Bug 240012
Description
Richard W.M. Jones
2007-05-14 11:52:37 UTC
This segfault is _not_ coincident with the "lost console" when starting an install from virt-manager. rip 000000000040c7f4 seems to be sraSpanInsertBefore+4 40c7f0: 48 8b 46 08 mov 0x8(%rsi),%rax 40c7f4: 48 89 37 mov %rsi,(%rdi) 40c7f7: 48 89 47 08 mov %rax,0x8(%rdi) 40c7fb: 48 8b 46 08 mov 0x8(%rsi),%rax 40c7ff: 48 89 7e 08 mov %rdi,0x8(%rsi) 40c803: 48 89 38 mov %rdi,(%rax) 40c806: c3 retq static void sraSpanInsertBefore(sraSpan *newspan, sraSpan *before) { newspan->_next = before; newspan->_prev = before->_prev; before->_prev->_next = newspan; before->_prev = newspan; } newspan must have been null. Before I investigate all possible callers, let's try to capture a core dump. Richard, could you take care of that? Created attachment 154832 [details]
Core dump
This is the core dump. I'm going to upload the corresponding binary next - it
is slightly different because I have recompiled xen on this machine (to apply
another patch).
Created attachment 154833 [details]
Binary of xen-vncfb matching preceeding coredump.

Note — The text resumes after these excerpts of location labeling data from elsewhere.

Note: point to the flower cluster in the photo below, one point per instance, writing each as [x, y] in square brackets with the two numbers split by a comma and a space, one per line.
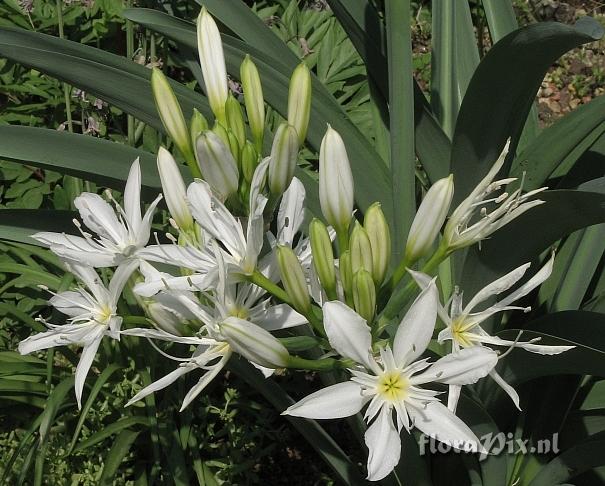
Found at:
[235, 274]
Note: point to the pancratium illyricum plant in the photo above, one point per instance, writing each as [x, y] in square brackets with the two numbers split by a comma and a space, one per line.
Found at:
[235, 275]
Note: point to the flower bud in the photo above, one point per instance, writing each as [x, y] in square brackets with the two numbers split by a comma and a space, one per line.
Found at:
[429, 219]
[299, 101]
[173, 187]
[293, 278]
[378, 231]
[284, 156]
[361, 250]
[235, 119]
[323, 256]
[335, 181]
[218, 166]
[212, 60]
[170, 113]
[198, 125]
[253, 99]
[249, 161]
[254, 343]
[346, 276]
[364, 294]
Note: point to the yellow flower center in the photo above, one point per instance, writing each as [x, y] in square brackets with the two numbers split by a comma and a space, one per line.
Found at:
[393, 386]
[460, 333]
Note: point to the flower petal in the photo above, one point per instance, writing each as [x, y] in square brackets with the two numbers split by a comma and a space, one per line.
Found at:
[335, 401]
[384, 445]
[436, 421]
[461, 368]
[348, 332]
[417, 326]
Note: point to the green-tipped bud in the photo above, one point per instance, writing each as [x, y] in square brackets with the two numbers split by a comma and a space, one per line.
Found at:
[429, 219]
[364, 294]
[254, 343]
[254, 101]
[346, 275]
[293, 278]
[361, 250]
[299, 101]
[174, 190]
[284, 156]
[378, 231]
[235, 119]
[170, 113]
[217, 164]
[250, 161]
[335, 181]
[212, 60]
[198, 125]
[323, 256]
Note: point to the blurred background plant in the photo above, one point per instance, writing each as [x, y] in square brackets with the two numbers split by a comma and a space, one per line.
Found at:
[232, 435]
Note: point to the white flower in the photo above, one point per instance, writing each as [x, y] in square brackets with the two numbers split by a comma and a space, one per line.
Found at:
[463, 323]
[120, 236]
[464, 228]
[393, 383]
[92, 315]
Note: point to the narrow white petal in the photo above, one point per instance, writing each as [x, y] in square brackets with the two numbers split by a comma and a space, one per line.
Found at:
[161, 383]
[461, 368]
[348, 332]
[417, 326]
[335, 401]
[496, 287]
[86, 359]
[384, 445]
[280, 316]
[531, 284]
[132, 197]
[510, 391]
[436, 421]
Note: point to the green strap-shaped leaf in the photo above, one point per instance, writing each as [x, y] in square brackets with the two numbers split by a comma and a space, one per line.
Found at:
[112, 78]
[454, 59]
[581, 457]
[366, 30]
[559, 146]
[502, 91]
[526, 237]
[568, 328]
[90, 158]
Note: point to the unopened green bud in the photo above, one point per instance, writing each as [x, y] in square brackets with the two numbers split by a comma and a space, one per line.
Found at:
[249, 161]
[293, 278]
[346, 275]
[253, 99]
[299, 101]
[284, 156]
[378, 231]
[323, 256]
[198, 125]
[218, 166]
[212, 60]
[235, 119]
[361, 249]
[254, 343]
[170, 113]
[364, 294]
[429, 219]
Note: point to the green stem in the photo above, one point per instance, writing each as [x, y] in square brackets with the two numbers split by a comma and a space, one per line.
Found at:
[325, 364]
[129, 54]
[66, 88]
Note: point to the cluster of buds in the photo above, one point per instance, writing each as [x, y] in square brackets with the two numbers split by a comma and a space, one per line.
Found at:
[226, 295]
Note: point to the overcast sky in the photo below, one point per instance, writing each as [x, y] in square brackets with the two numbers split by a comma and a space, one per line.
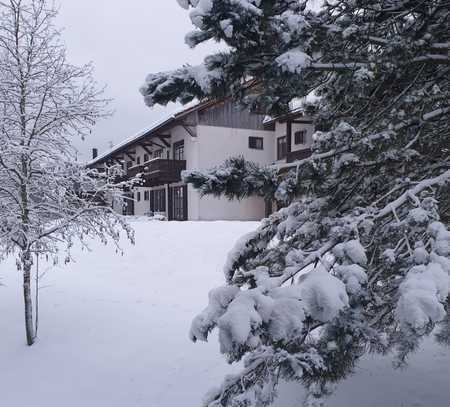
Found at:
[126, 40]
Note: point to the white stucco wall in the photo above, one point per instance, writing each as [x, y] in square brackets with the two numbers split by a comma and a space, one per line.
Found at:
[281, 131]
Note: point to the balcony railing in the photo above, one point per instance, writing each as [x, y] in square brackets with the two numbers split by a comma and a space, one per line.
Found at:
[158, 171]
[298, 155]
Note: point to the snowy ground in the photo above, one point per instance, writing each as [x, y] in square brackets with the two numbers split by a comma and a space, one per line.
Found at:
[114, 330]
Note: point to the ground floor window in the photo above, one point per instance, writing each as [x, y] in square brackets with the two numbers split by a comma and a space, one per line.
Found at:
[178, 203]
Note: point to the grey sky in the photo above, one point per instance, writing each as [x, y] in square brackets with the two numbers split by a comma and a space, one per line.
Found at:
[126, 40]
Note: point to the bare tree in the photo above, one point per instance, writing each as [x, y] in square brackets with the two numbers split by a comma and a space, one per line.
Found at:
[46, 197]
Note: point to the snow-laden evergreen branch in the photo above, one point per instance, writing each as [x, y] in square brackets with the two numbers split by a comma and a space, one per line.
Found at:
[358, 258]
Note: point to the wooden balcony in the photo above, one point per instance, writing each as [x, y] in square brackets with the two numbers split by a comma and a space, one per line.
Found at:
[298, 155]
[158, 171]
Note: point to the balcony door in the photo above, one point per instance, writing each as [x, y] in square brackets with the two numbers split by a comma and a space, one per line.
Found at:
[178, 203]
[178, 150]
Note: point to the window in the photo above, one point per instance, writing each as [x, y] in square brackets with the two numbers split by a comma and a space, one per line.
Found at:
[256, 143]
[158, 153]
[178, 150]
[179, 203]
[158, 203]
[281, 148]
[300, 137]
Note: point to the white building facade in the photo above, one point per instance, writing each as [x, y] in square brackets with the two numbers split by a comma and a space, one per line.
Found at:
[199, 138]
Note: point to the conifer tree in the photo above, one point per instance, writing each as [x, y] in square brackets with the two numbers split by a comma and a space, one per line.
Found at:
[358, 260]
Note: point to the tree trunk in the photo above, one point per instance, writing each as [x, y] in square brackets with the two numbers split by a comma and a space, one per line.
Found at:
[29, 329]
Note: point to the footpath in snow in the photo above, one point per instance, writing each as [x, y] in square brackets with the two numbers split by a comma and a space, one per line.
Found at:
[114, 331]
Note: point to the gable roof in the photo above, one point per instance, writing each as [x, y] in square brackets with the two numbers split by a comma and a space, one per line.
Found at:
[153, 130]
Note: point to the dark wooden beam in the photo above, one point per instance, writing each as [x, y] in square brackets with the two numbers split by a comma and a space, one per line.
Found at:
[188, 130]
[130, 156]
[145, 147]
[165, 142]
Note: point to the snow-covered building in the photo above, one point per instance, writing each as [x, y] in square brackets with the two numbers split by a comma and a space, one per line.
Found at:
[201, 137]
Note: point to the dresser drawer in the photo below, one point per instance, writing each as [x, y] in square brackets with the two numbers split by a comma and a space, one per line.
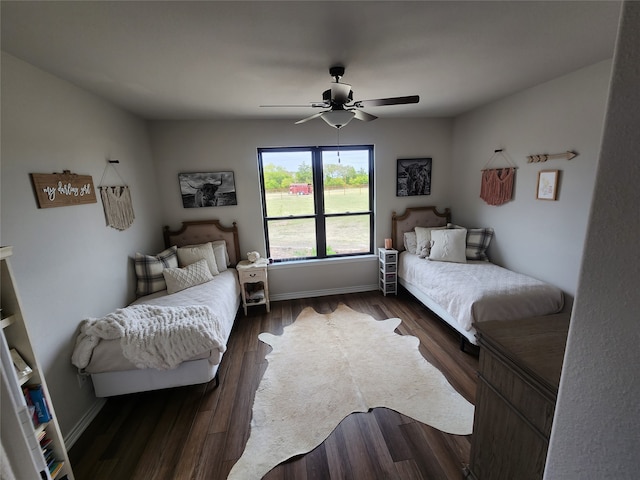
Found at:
[251, 276]
[524, 396]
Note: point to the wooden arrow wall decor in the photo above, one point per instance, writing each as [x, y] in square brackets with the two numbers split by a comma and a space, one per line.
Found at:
[544, 157]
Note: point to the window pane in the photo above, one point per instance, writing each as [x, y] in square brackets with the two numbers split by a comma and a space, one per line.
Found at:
[293, 238]
[348, 234]
[288, 183]
[346, 183]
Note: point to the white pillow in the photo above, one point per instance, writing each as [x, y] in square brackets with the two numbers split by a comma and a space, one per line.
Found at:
[423, 239]
[192, 253]
[226, 253]
[222, 257]
[181, 278]
[449, 245]
[410, 242]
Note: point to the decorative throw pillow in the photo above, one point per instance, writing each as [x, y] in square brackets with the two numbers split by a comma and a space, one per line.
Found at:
[448, 245]
[192, 253]
[181, 278]
[410, 242]
[423, 240]
[221, 254]
[478, 240]
[149, 270]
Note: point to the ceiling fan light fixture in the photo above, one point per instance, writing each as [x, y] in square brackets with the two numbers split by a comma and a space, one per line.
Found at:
[338, 118]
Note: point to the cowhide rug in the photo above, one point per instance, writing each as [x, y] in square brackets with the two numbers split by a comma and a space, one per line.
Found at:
[326, 366]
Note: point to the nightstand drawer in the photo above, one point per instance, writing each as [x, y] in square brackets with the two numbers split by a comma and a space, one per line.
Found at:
[257, 275]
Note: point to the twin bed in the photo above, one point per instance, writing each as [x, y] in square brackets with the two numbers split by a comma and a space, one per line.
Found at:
[463, 293]
[114, 374]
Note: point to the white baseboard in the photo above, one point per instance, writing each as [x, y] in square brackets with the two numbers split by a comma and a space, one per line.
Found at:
[322, 293]
[84, 422]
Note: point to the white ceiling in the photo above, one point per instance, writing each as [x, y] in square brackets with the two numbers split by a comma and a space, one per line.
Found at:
[222, 60]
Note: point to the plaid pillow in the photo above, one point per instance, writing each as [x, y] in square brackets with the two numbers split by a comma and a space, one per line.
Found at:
[149, 270]
[478, 240]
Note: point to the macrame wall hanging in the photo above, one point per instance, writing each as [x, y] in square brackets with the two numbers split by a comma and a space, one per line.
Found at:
[497, 183]
[116, 200]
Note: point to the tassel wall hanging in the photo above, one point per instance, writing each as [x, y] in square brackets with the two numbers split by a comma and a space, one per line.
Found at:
[497, 183]
[116, 200]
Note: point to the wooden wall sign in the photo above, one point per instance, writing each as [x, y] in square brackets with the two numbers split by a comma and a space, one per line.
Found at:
[63, 189]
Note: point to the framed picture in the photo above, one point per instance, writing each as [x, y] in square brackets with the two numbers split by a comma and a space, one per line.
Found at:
[547, 185]
[215, 189]
[413, 177]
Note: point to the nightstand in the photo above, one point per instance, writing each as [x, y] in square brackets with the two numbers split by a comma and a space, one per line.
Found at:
[254, 284]
[388, 271]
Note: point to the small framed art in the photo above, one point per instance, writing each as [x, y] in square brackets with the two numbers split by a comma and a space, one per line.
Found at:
[413, 177]
[547, 185]
[213, 189]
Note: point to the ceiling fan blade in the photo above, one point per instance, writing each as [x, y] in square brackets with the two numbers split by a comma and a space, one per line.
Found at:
[364, 116]
[313, 104]
[388, 101]
[315, 115]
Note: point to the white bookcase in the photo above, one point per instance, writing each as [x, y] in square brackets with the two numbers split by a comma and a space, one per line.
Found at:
[32, 449]
[388, 271]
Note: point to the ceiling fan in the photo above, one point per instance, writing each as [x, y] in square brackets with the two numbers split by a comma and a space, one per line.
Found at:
[340, 108]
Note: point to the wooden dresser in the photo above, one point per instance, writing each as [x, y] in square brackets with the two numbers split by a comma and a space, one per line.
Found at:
[518, 377]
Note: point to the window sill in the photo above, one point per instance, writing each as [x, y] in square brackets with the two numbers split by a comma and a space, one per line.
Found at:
[322, 262]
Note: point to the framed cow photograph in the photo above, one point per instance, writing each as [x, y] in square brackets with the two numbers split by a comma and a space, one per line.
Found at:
[413, 177]
[214, 189]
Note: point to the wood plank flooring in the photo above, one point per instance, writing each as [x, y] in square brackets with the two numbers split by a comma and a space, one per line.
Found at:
[199, 432]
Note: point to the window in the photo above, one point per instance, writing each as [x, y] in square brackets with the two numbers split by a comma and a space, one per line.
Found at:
[317, 202]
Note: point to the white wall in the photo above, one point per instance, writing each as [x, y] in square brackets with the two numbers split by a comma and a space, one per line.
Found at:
[596, 431]
[68, 264]
[232, 145]
[541, 238]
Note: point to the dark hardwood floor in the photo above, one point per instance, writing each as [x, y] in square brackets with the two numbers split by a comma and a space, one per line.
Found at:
[198, 432]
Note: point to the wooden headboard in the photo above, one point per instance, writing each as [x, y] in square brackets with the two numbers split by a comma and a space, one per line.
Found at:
[203, 231]
[416, 217]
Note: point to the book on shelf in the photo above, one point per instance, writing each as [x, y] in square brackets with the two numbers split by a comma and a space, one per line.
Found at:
[35, 396]
[22, 369]
[55, 468]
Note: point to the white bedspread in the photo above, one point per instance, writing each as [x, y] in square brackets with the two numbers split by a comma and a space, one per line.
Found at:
[152, 336]
[221, 295]
[477, 291]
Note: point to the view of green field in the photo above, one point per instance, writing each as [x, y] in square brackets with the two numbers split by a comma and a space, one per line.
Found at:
[290, 238]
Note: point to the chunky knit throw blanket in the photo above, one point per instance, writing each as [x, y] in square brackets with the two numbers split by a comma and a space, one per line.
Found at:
[152, 336]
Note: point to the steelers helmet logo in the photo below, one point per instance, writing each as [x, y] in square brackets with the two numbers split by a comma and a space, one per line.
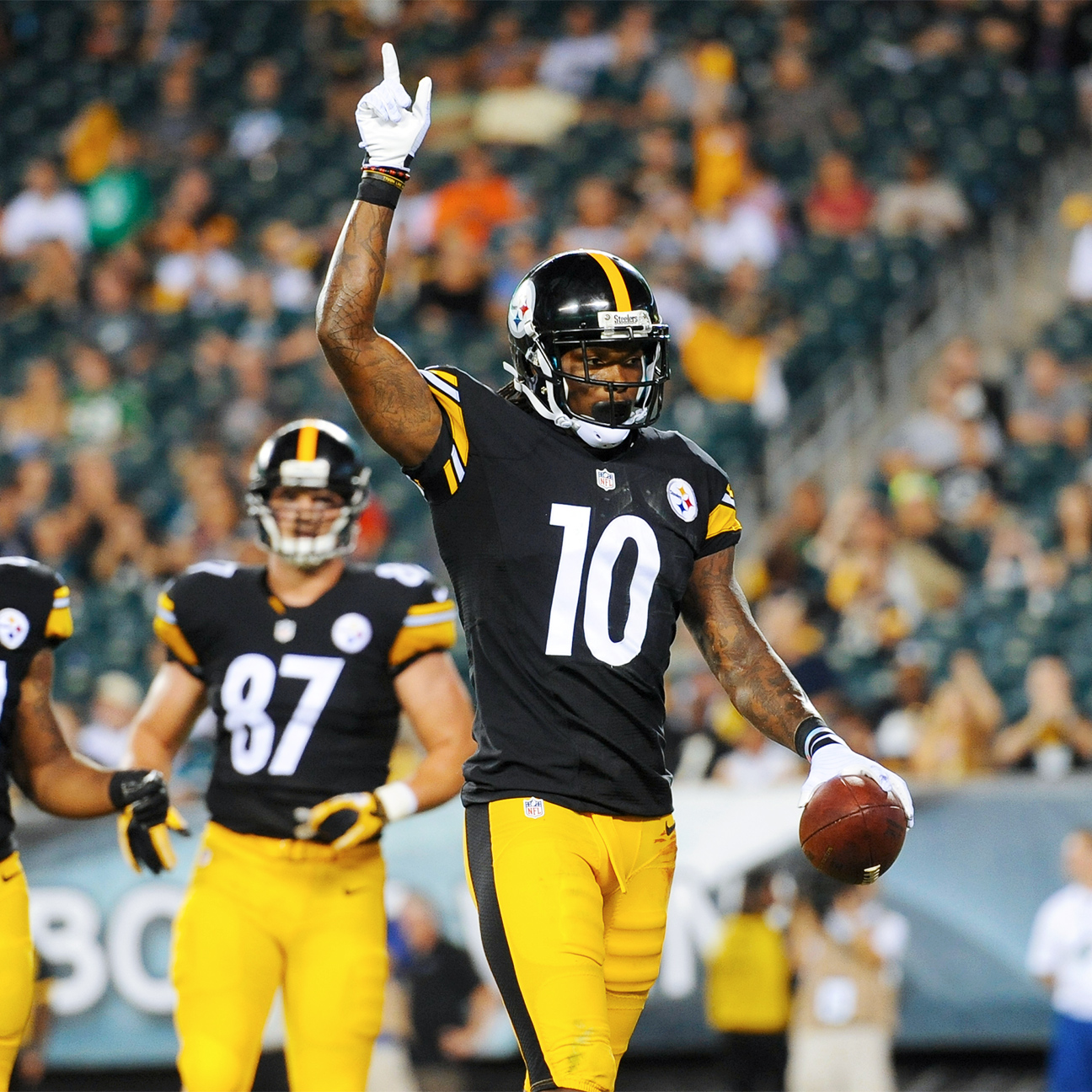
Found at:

This is the binary which matches the preceeding coredump.
Created attachment 154848 [details]
Coredump with symbols
Created attachment 154849 [details]
Binary file matching the above coredump with symbols
I'm sorry, but the binary in attachment 154849 [details] is stripped. Can I have one with
symbols?
Created attachment 154900 [details]
Binary file matching the above coredump with symbols (2nd version)
Sorry about that. Try this one.
Created attachment 154903 [details]
Another core dump
This core dump has a slightly different stack trace, although it's in the same
general area of the code.
Created attachment 154904 [details]
Another core dump
And another core dump, with yet again a slightly different stack trace,
although the same area of the code.
Created attachment 154905 [details]
Another core dump
And another one - again with a different stack trace from the others.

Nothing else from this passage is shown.